Lideranças contam como se organizarão, suas bandeiras, os entraves para receber
cerca de 15 mil indígenas e ativistas e seu projeto de cozinha solidária.
A reportagem é de Brenda Taketa, publicada
por O Joio e o Trigo,
21-10-2025.
Multilateralismo e internacionalização das lutas
Realizada pela primeira vez em paralelo à Rio-92 e, 20 anos depois, à Rio+20,
cada edição da Cúpula dos Povos parte de um longo processo de
debate e organização multilateral de povos e comunidades indígenas e
tradicionais, assim como sindicatos, associações e coletivos de trabalhadores
da América do Sul e de outras partes do mundo.
Os movimentos veem o processo de construção da Cúpula como
um espaço para unificar e internacionalizar as lutas de base, pressionar
governos a fazerem mudanças estruturais necessárias e para criar
“constrangimentos necessários” aos causadores da crise climática.
Pablo Neri, da direção nacional do MST afirma
que um dos fatores que impulsionam os movimentos a colocar mais força na Cúpula
e na presença em Belém durante a COP30 “é
que, nesse momento, com o fracasso do multilateralismo da ONU, o
internacionalismo enquanto entendimento universal dessa relação dos povos, pode
ser uma convocação global para construção de algo diferente”.

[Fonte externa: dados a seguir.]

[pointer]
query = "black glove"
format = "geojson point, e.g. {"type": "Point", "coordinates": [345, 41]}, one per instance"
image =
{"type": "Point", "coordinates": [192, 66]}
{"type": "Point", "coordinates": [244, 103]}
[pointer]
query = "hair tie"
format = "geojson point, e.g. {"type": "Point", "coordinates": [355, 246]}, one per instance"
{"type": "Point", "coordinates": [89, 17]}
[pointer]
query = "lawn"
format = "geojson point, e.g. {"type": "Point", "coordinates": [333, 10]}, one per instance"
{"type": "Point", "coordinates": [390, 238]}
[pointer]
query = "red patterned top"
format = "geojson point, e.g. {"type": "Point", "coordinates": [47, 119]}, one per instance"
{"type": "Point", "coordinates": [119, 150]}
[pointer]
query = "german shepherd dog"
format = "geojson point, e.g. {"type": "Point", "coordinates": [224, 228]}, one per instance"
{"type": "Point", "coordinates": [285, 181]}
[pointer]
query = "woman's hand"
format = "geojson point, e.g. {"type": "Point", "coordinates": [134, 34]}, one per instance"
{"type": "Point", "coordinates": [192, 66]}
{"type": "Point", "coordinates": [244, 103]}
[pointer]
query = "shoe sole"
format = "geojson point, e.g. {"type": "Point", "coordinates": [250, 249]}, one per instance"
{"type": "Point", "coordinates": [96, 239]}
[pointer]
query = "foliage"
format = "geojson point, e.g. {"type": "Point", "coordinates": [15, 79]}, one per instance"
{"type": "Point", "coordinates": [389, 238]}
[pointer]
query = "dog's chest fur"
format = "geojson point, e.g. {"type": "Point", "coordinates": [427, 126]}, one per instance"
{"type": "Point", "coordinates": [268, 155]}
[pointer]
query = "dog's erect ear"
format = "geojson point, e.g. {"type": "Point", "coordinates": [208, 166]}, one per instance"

No plano nacional, as ameaças aos territórios combinam
velhas e novas práticas e modelos de “desenvolvimento” e vão dos projetos de
construção de rodovias, hidrovias e ferrovias, da ampliação das fronteiras
agropecuárias e da exploração de combustíveis fósseis ao aumento da extração de
minerais de transição e em parques de energias renováveis, como eólicas e hidrelétricas.
“Hoje, na Cúpula dos Povos, se concentram e se mobilizam os
principais movimentos de base popular do Brasil, que ao mesmo tempo fazem a
luta contrária à devastação e às agendas da extrema direita que têm sido
impostas no país”, afirma Cleidiane Vieira, coordenadora do Movimento de Atingidos por Barragens (MAB).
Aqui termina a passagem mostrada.